【goang】 sync.WaitGroup Detailed explanation

One 、 Preface


Go Language is designed to synchronize （Synchronization, Data synchronization and thread synchronization ） Provide a lot of support , such as  goroutine and channel Synchronization primitives , There are 

  
- sync： Provides basic synchronization primitives （ such as Mutex、RWMutex、Locker） and   Tool class （Once、WaitGroup、Cond、Pool、Map）
- sync/atomic： Provides atomic operations for variables （ Based on hardware instruction  compare-and-swap）

-- Quote from 《Golang package sync analyse ( One )： sync.Once》

In the last issue , We introduced sync.Once How to protect exactly once semantics , In this issue, we introduce package sync Another tool class under ：sync.WaitGroup.

Two 、 Why `WaitGroup`？

Imagine a scene ： We have a user portrait service , When a request comes , need

from request Parsing out user_id and Portrait dimension parameters
according to user_id from ABCDE Five sub services （ Database services 、 Storage service 、rpc Service etc. ） Pull information from different dimensions
Integrate the information read , Return to caller

hypothesis ABCDE Response time for five services p99 yes 20~50ms Between . If we call ABCDE Read information , Regardless of the time consumed by data consolidation , The overall response time of the server p99 yes ：

sum(A, B, C, D, E) => [100ms, 250ms]

Let's not say whether it can be accepted in business , There is obviously a lot of room for optimization in response time . The most intuitive optimization direction is , The total time consumption of access logic ：

sum(A, B, C, D, E) -> max(A, B, C, D, E)

Specific to the coding On , We need to call in parallel ABCDE Five sub services , To be called All After returning , Data integration . How to protect All How about going back ？

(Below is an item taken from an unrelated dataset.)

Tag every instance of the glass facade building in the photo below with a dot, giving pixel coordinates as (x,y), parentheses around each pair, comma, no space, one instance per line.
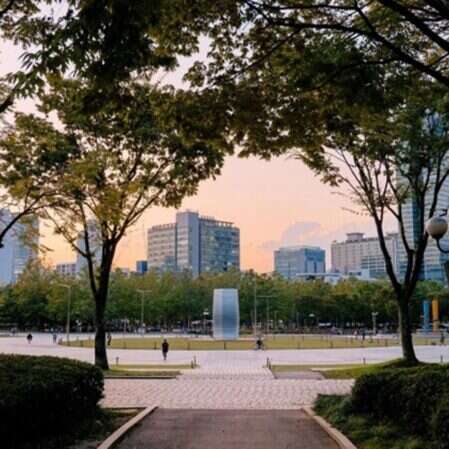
(432,267)
(19,246)
(291,262)
(194,243)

here ,sync.WaitGroup Glaring debut .

3、 ... and 、`WaitGroup` usage

The official document is right WaitGroup The description of is ： One WaitGroup Object can wait for a set of coroutines to end . How to use it ：

main By calling wg.Add(delta int) Set up worker The number of coprocesses , Then create worker coroutines ;
worker After the execution of the program , Call the wg.Done();
main Coroutine call wg.Wait() And be block, Until all the worker When all the programs are executed, it returns .

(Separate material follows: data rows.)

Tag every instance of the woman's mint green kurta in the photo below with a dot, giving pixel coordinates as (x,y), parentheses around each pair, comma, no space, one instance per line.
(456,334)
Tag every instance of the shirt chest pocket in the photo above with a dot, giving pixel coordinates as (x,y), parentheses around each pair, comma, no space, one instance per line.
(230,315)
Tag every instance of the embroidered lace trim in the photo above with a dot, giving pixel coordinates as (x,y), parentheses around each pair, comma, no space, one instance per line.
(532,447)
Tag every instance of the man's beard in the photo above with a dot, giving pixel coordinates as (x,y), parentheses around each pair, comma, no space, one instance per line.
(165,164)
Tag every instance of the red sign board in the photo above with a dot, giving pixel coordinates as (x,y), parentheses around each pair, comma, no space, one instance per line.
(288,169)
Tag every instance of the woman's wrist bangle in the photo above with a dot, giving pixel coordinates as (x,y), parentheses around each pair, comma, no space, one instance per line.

Here's a typical example ：

// src/cmd/compile/internal/ssa/gen/main.go
func  main() {
  //  Omitted code  ...
  var wg sync.WaitGroup
  for _, task := range tasks {
    task  := task
    wg.Add(1)
    go func() {
      task()
      wg.Done()
    }()
  }
  wg.Wait()
  //  Omitted code ...
}

This example has WaitGroup Most of the elements of proper use , Include ：

wg.Done Must be in all wg.Add After performing , So make sure that both functions are in main Call in association ;
wg.Done stay worker Call in the coroutine , In particular, make sure to call once , Can't because panic Or for any reason （ It is recommended to use defer wg.Done()）;
wg.Done and wg.Wait There is no order in time sequence .

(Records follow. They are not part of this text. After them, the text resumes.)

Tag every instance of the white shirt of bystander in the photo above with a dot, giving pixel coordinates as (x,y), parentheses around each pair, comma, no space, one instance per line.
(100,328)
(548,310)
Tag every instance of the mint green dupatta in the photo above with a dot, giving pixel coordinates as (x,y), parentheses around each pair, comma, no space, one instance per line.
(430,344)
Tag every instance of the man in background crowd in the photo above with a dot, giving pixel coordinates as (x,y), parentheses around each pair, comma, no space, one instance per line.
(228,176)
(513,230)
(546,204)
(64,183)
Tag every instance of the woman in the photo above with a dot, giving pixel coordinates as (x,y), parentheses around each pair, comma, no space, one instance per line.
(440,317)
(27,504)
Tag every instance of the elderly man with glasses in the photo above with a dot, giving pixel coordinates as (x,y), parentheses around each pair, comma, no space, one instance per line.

Careful friends may find a very strange line of code ：

task  := task

Go Yes array/slice When traversing ,runtime Will be able to task[i] copy to task Memory address of , Subscript i Will change , and task The memory address of will not change . If you don't do this assignment , all goroutine Maybe all I read is the last one task. In order to give you an intuitive feeling , Let's experiment with the following code ：

package main

import (
  "fmt"
  "unsafe"
)

func main() {
  tasks := []func(){
    func() { fmt.Printf("1. ") },
    func() { fmt.Printf("2. ") },
  }

  for idx, task := range tasks {
    task()
    fmt.Printf(" Traverse  = %v, ", unsafe.Pointer(&task))
    fmt.Printf(" Subscript  = %v, ", unsafe.Pointer(&tasks[idx]))
    task  := task
    fmt.Printf(" local variable  = %vn", unsafe.Pointer(&task))
  }
}

The printed result of this code is ：

1.  Traverse  = 0x40c140,  Subscript  = 0x40c138,  local variable  = 0x40c150
2.  Traverse  = 0x40c140,  Subscript  = 0x40c13c,  local variable  = 0x40c158

Printing results are different on different machines , But they have something in common ：

Ergodic time , The memory address of the data remains unchanged
When accessing data by subscript , Different memory addresses
for-loop Local variables created within , Even if the name is the same , Memory addresses will not be reused

Use WaitGroup when , In addition to the precautions mentioned above , We also need to solve the problem of data collection and exception handling . Here we also provide two ways for reference ：

about rpc call , Can pass data channel and error channel Gather information , Or two in one channel
Shared variables , Like locked map

Four 、`WaitGroup` Realization

Before we discuss the subject , Readers are advised to think about it first ： If you're going to make it happen WaitGroup, What would you do ？

lock ？ Definitely not ！

Semaphore ？ How to achieve ？

------------ Cut to the chase ------------

stay Go Source code ,WaitGroup Include logically ：

worker Counter ：main Coroutine call wg.Add(delta int) Increase when delta, call wg.Done Time minus one .
waiter Counter ： call wg.Wait when , Add one counter ; worker Counter down to 0 when , Reset waiter Counter .
Semaphore ： For blocking main coroutines . call wg.Wait when , adopt runtime_Semacquire Acquisition semaphore ; Reduce waiter Counter time , adopt runtime_Semrelease Release semaphore .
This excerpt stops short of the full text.